他看著林知言略顯緊繃的唇線,移開視線,“不熟。”

“……”

你最好是不熟,林知言心道。

然而霍述認識的人,哪怕隻是點頭之交,也值得眾人高看一眼。

周遭打量林知言的目光就收斂和善了不少,幾個女人替自己的男人出麵,熱情招呼道:“哎呀,原來長耳老師這麼厲害呀!是我們有眼不識泰山了。”

就這麼短短半分鐘的時間門,林知言就從一個沒什麼人在意的小畫家,變成了“泰山”,還真是現實。

“言寶寶!”

身後傳來淩妃的聲音,正懶得虛與委蛇的林知言如蒙大赦。

她回頭打了個招呼,隨即朝著眾人微笑辭彆,轉身迎向興奮得兩眼放光的淩妃。

霍述移回視線,望著她迫不及待離去的背影,將高腳杯裡的酒一飲而儘。

然後在一片殷勤的攀談聲中,索然無味地擱了酒杯。

……

盥洗室,明燈如晝。

霍述抬手扯鬆領帶,靠著牆點燃一支煙,打火機的光攏在掌心,來不及點亮眼眸,就已寂滅。

他從來不喜歡吸煙,哪怕在充斥各色-誘惑的國外生活時,也沒沾染半點。倒不是他潔身自好,而是純粹瞧不起,他一直覺得,會被尼古丁控製的人都是意誌薄弱的廢人。

他是這兩年才開始吸煙,但也隻是極少數需要冷靜或提神的時候來一口,不過肺,不上癮。

青白的煙霧嫋散,鏡中的那張年輕英挺的臉變得模糊起來。

發膠鬆了,頭發墜下來一縷,霍述在大理石台麵上按滅了煙,抬手很認真地將頭發絲朝後抹去,一絲一縷仔細調整好,直至回到記憶中最滿意的狀態。

“那個小畫家皮膚真白,看得我心癢癢。”

隔間門裡忽然傳來了一道熟悉的聲音,狎昵的語氣。

衝水聲傳來,另一個聲音笑道:“小霍總打過招呼的人,你也敢碰?”

“想想還是可以的嘛。我沒試過這種,聲音又酥又含混,一個詞一個詞地往外蹦,不知道在床上時會不會也是這樣說話……”

聲音戛然而止。

“霍總,你怎麼在這?”鏡子裡映出兩張尷尬的臉。

霍述仍對著鏡子擺弄頭發,麵上看不出喜怒,就好像方才什麼也沒聽見。

整理好了,他方直身,朝著鏡子一抬下頜:“你看。”

顧明昭見霍述沒事人似的,心放下大半,立即向前,瞪大眼睛瞅著光亮的鏡麵:“看什麼,霍總……”

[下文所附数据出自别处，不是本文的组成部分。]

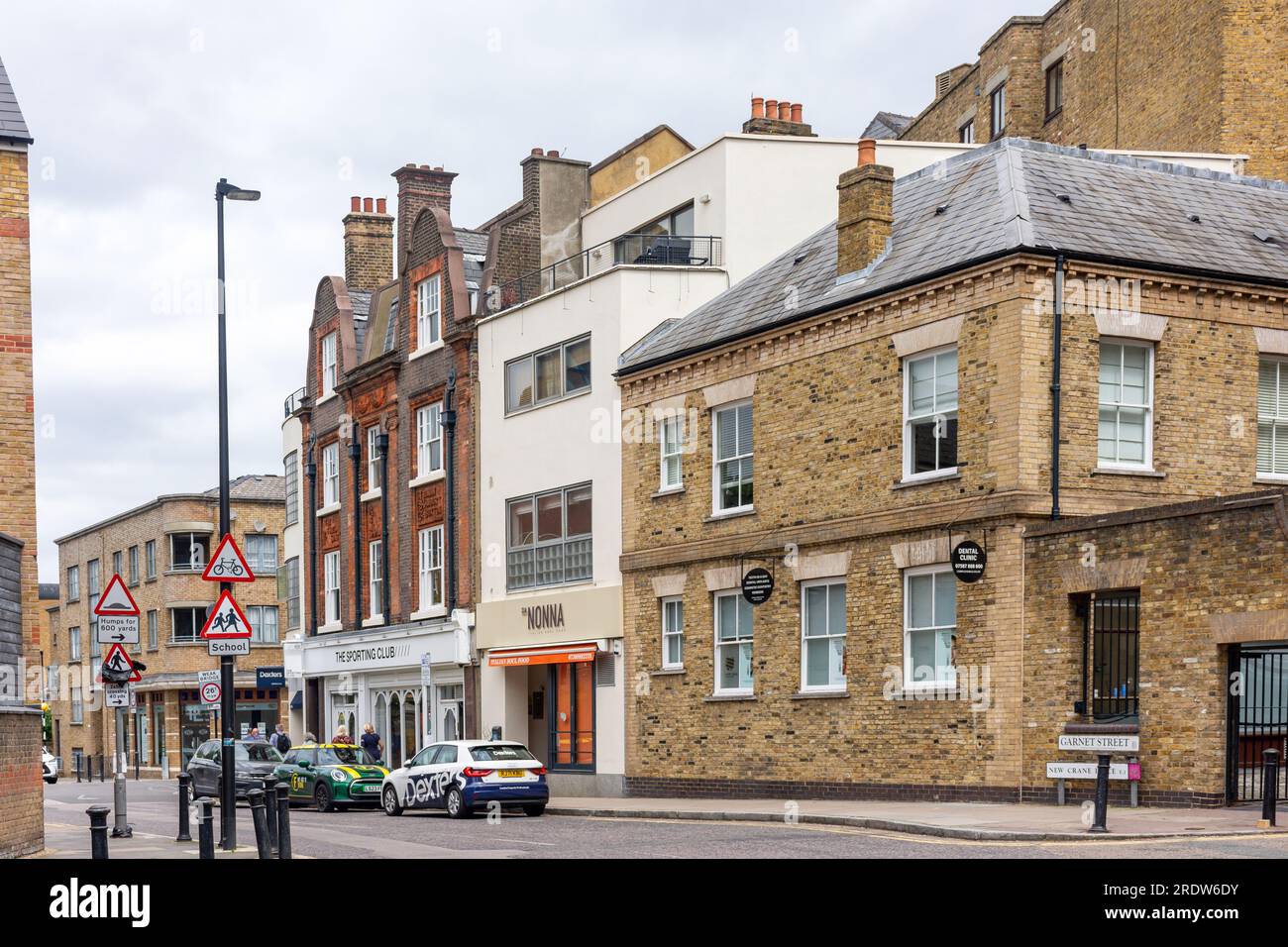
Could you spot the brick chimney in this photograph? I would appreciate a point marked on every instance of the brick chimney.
(369, 244)
(777, 118)
(419, 187)
(864, 211)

話還沒說完,後腦勺的頭發連同假發被人揪住,一股大力按著他的腦袋朝鏡子上摜去!

嘩啦一聲響,碩大的鏡麵以顧明昭的腦袋為中心,綻開一片密布的蛛網紋。

割裂的碎片中,映出無數張霍述的臉。

顧明昭捂著腦袋哀嚎起來,同伴已然嚇傻了,僵在原地不敢過去攙扶。

霍述氣定神閒地洗乾淨手,整了整領帶,然後朝聞聲趕來的服務生微微一笑,說:“顧總腳滑,不小心撞到了腦袋,辛苦你們處理一下。”

宴會廳。

“老葛同我說起過你,我們都非常欣賞你的畫。正好,下個月我打算在校內舉辦一場作品展,正缺人合作,如果你有興趣,請務必與我聯係。”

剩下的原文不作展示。